SEATTLEIn appropriately selected patients, cryoablation of renal cancers results in equal efficacy, shorter hospital stays for patients, and lower costs when performed percutaneously instead of laparoscopically, finds a retrospective study reported at the 32nd Annual Meeting of the Society of Interventional Radiology (abstract 389). J. Louis Hinshaw, MD, of the University of Wisconsin-Madison, presented the study results at a poster session.
The investigators documented outcomes in all patients treated at the University of Wisconsin Hospital and Clinics for single renal tumors with either percutaneous renal cryoablation, in which cryoprobes are inserted under CT or ultrasound imaging (see Figure), or laparoscopic renal cryoablation.
Outcomes were compared between 24 patients treated percutaneously and 55 treated laparoscopically; the choice between procedures had been based on tumor location (with the percutaneous approach favored for posterior and exophytic locations), proximity of the tumor to the bowel (with laparoscopy favored for those closer to the bowel), and patient comorbidities. For follow-up, patients underwent imaging by MRI or CT at intervals of 3 months.

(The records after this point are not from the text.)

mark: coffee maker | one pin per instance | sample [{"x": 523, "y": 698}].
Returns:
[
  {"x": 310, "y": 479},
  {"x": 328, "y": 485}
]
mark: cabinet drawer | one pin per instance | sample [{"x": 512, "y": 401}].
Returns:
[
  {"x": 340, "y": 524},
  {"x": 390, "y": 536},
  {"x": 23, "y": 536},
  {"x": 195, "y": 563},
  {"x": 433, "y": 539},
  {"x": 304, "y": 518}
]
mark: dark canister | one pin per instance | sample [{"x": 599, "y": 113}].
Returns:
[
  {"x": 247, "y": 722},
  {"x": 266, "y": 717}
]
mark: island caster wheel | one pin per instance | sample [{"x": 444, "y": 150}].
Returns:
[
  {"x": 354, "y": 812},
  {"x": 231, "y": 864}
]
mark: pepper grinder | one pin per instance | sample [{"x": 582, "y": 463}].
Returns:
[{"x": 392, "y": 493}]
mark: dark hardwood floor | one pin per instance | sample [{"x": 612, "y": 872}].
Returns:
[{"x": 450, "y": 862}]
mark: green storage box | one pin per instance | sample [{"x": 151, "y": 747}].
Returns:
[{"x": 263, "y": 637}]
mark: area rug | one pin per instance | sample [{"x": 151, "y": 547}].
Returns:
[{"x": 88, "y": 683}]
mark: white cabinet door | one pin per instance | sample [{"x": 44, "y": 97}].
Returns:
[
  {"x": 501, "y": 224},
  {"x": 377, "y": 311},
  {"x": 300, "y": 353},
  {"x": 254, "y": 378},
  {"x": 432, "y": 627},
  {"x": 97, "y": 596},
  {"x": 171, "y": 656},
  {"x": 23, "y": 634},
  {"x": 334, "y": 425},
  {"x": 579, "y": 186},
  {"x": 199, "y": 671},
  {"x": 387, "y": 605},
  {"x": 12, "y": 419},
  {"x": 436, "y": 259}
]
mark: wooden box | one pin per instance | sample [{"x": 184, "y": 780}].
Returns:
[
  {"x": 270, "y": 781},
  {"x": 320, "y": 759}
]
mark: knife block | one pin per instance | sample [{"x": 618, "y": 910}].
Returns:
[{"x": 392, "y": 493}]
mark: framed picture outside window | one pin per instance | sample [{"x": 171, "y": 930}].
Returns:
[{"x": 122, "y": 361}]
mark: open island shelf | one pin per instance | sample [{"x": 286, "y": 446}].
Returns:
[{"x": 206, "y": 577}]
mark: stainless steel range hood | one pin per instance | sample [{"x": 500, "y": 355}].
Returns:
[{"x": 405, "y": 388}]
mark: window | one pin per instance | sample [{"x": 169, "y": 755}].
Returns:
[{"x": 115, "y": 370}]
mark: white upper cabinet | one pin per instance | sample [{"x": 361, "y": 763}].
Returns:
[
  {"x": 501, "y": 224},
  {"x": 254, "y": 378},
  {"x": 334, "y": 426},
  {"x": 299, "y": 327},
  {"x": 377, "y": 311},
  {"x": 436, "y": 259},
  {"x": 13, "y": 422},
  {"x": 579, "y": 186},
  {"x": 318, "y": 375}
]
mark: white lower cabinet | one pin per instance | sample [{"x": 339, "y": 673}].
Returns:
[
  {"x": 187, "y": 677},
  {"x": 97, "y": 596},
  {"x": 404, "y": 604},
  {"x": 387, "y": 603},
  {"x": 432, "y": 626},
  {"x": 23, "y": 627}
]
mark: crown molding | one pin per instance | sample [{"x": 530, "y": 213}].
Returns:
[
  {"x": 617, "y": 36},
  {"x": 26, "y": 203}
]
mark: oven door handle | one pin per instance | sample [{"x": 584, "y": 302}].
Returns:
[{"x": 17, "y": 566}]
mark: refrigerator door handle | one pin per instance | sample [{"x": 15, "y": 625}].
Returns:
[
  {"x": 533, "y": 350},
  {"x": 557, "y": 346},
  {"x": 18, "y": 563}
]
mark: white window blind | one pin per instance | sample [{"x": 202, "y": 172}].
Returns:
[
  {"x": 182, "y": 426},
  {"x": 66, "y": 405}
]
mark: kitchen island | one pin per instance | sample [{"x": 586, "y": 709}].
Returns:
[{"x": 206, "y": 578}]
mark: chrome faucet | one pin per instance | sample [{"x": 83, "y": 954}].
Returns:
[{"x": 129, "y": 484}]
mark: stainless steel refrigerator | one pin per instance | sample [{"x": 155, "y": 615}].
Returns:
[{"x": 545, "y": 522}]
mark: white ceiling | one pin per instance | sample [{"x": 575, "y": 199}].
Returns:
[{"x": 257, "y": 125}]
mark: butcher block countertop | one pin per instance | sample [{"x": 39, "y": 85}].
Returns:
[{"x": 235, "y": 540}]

Patients in both study groups averaged about 68 years of age. Mean tumor size was significantly smaller in the percutaneous group, at 2.0 cm (range, 1.2 to 3.8 cm), than in the laparoscopic group, at 2.5 cm (range, 1.3 to 5.3 cm).
Compared with their counterparts treated laparoscopically, patients treated percutaneously had shorter mean hospital stays (1.1 ± 0.3 days vs 2.5 ± 2.2 days; P < .05) and lower hospital charges ($13,704 vs $23,728; P < .001)a significant difference of 42%.
Dr. Hinshaw noted that the cost of the percutaneous procedure is probably inflated "since we put our patients under general anesthesia and kept them in the hospital overnight, but many centers perform this as an outpatient procedure under conscious sedation."